Before we understand why individuals and companies scrape the web let us first understand what is web scraping.
What is Web Scraping?
Many websites around the globe have a tremendous amount of valuable data like product pricing, hotel pricing, financial data, etc. We can use that data for either beating our own competitor or creating a report on market sentiment. If you want to have access to this data you either have to copy and paste the data manually or you can use web scraping services. If you chose to do it manually then the process of extracting data from million pages would be impossible. Here we can take advantage of web scraping.
Extraction of data from a website in a non-clean fashion using a script is known as web scraping. The data collected can then be stored in a database or can be exported in CSV files. For example, you can use web scraping to export a list of product names and prices from any eCommerce website into a CSV file.
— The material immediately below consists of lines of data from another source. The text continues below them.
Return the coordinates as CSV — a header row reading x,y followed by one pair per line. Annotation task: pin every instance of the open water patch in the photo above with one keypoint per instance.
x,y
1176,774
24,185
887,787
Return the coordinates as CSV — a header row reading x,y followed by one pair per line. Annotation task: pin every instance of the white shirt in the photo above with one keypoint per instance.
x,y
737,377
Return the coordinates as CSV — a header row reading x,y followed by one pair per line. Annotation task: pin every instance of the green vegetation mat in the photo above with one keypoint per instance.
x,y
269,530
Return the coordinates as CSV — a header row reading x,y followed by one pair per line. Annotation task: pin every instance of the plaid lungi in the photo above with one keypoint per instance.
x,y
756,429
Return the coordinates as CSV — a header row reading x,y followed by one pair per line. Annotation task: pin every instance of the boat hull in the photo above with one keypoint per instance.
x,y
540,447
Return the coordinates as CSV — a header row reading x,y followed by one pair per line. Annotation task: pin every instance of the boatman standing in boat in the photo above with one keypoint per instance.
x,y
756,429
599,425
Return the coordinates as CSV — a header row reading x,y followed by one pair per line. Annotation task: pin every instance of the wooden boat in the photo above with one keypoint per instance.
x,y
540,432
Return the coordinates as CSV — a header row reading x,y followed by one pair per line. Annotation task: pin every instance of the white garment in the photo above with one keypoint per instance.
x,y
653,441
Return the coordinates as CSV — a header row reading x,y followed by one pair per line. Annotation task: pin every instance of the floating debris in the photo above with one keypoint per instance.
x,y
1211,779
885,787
If the website does not block you while scraping then you can prepare a python or nodejs script to scrape the website and if it does block you then opt for web scraping tools.
Frankly speaking, web scraping can be a challenge if you are a beginner or you are facing a website with top-notch anti-bot detection like Linkedin. Today websites are built in a very different format. Let us understand how we can scrape websites of all kinds.
How do web scrapers work?
Any web scraper will be given a target URL for web scraping. Then the scraper will either make a normal HTTP GET request in order to extract the data or it will render javascript if the website loads with several API calls. You can also check this by visiting the network tab of that website. Once this is done the scraper can return data in JSON or HTML format, CSV, etc.
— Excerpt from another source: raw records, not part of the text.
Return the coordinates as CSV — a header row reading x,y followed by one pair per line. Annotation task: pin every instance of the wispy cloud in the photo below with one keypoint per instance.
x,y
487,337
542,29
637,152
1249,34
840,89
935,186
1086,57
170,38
On the internet, you can find many web scrapers. Now, web scrapers are available in many different forms:
- Browser Extension
- Desktop app
- APIs
- Proxies
Why do we need to scrape data?
- Many financial companies scrape data from the web so that they can buy and sell stocks at the right time. This data provides them with a clear trend of where the next investments can be made.
- Many restaurants scrape reviews so that they can analyze which dish or department is not working well. Timely they can make an important decision and can even improve the service.
- Travel companies scrape pricing from niche websites to keep track of their pricing. To make a competitive edge in the market you need pricing data from your competitor's website.
- Many Enterprise businesses scrape yelp to generate cold leads. They extract names and contact details in a sheet and then contact them to convert them to their paid customers.
- eCommerce websites scrape the web to analyze which data is in demand or how to set the pricing of any particular product.
- Many governments also scrape data before elections to analyze the mood of the nation. Obviously, they outsource this job. This helps them to pick topics for rallies.
Is Price Scraping even legal?
Well, the correct answer is yes but up to a certain extent. You can legally scrape publically available pages. Legal scraping can be:
- If the page is not behind an authentication wall.
- Does not include any private information of a user.
- Follow the rules of the robots.txt file.
- Do not overload the host server with unnecessary calls.
Recently Linkedin filed a case against a Singapore-based company Mantheos. This company was illegally selling LinkedIn member data to other companies. They were also using the data for sentiment analysis. This is the perfect example of illegal scraping. You cannot go on scraping somebody’s private information and then sell it.
There are many cases like this in the past where the defendant also won. Like eBay vs Bidder’s Edge case, BE Inc was a price comparison website where they were crawling product prices from eBay(an online auction company) on a regular basis. Later BE filed an appeal that if all the websites stopped scraping then the internet will cease to exist. This was an interesting case for scraping industry.